Mercato affollato. Da questi numeri discende anche la strategia di San Pellegrino, che sempre più vigorosamente sta puntando sulle esportazioni. Se il fatturato totale 2010 è ammontato a 917 milioni, in crescita del 4,5% sull’anno precedente, occorre pure rilevare che la quota derivante da vendite entro i confini nazionali è salita appena dello 0,4% (peraltro il settore delle bibite analcoliche ha perso volumi). Le esportazioni, invece, nel 2010 sono aumentate del 18% tant’è che l’amministratore delegato Agostini ne parla come del "motore dello sviluppo, dove fa premio la potenza del marchio e del made in Italy, soprattutto nel segmento dell’alta ristorazione. Stiamo pensando a mercati potenzialmente di enormi dimensioni come Cina, Brasile, Messico. E l’export è un driver anche per la redditività, posto che mantenere l’Ebit attorno all’11% dei ricavi è sempre più una sfida a fronte della compressione della marginalità in atto in Italia".
Considerazioni che sottoscrive pure Zoppas, il cui fatturato consolidato 2010 è consistito in 865 milioni, con un Ebitda pari a 140 milioni (indicatori entrambi stabili sul 2009). Ma sul totale i ricavi italiani valgono 510 milioni, il resto viene realizzato all’estero, ossia là dove più ampi sono gli spazi di crescita.
"L’export è in aumento tendenziale da anni, costante sia pur lento, e molti imprenditori – considera Fortuna – hanno ben compreso che questa è una leva fondamentale di sviluppo del business. Parliamo di mercati nuovi e molto remunerativi perché disposti a riconoscere un premio sul prezzo in funzione del made in Italy e della qualità di un prodotto non sofisticabile. Ma è pure evidente che per aggredire gli Stati Uniti o la Cina, per esempio, occorrono una massa critica o una capacità finanziaria di cui sono dotati pochissimi player".
Crescere è necessario, difendere quanto raggiunto anche di più. E dunque, nelle parole di Fortuna e in vista del meeting di Napoli "occorre elaborare e condividere strategie per riaffermare il valore di questo prodotto tipicamente made in Italy e battere chi fa confusione e distrugge valore". L’allusione è di semplice interpretazione: in questione sono la cosiddetta "acqua del sindaco", la campagna marchiata Coop e, soprattutto, la diffusione di caraffe e brocche per filtrare l’acqua del rubinetto.
Secondo l’indagine promossa da Mineracqua, l’iniziativa della Coop e la promozione dell’acqua fornita dagli acquedotti pubblici non avrebbero spostato affatto i consumi dalla bottiglia al rubinetto.
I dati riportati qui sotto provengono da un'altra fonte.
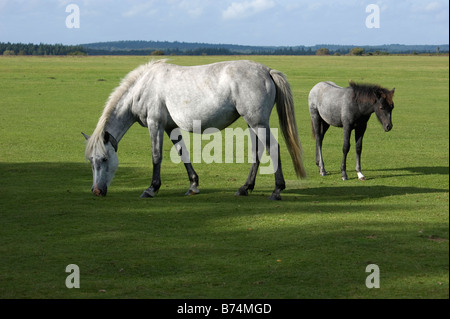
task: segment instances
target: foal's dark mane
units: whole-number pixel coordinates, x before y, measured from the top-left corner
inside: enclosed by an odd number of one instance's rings
[[[378,98],[383,97],[392,104],[393,92],[378,84],[356,84],[353,81],[349,84],[353,89],[352,99],[357,103],[375,103]]]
Nel mirino vi è piuttosto un altro obiettivo. Dinanzi alla crescita esponenziale delle vendite di caraffe e brocche, Fortuna parla di "propaganda superficiale e ingannevole" perché "il filtraggio presenta gravi anomalie" e "potrebbe configurare una frode ai danni del consumatore". Da questa tesi discende l’esposto denuncia presentato dinanzi al magistrato Raffaele Guariniello. Tra le accuse rientra pure il fatto che le caraffe non sono state autorizzate dal ministero della Salute. Ma la principale casa produttrice, la tedesca Brita, replica che dispone delle autorizzazioni ministeriali di Germania e Austria.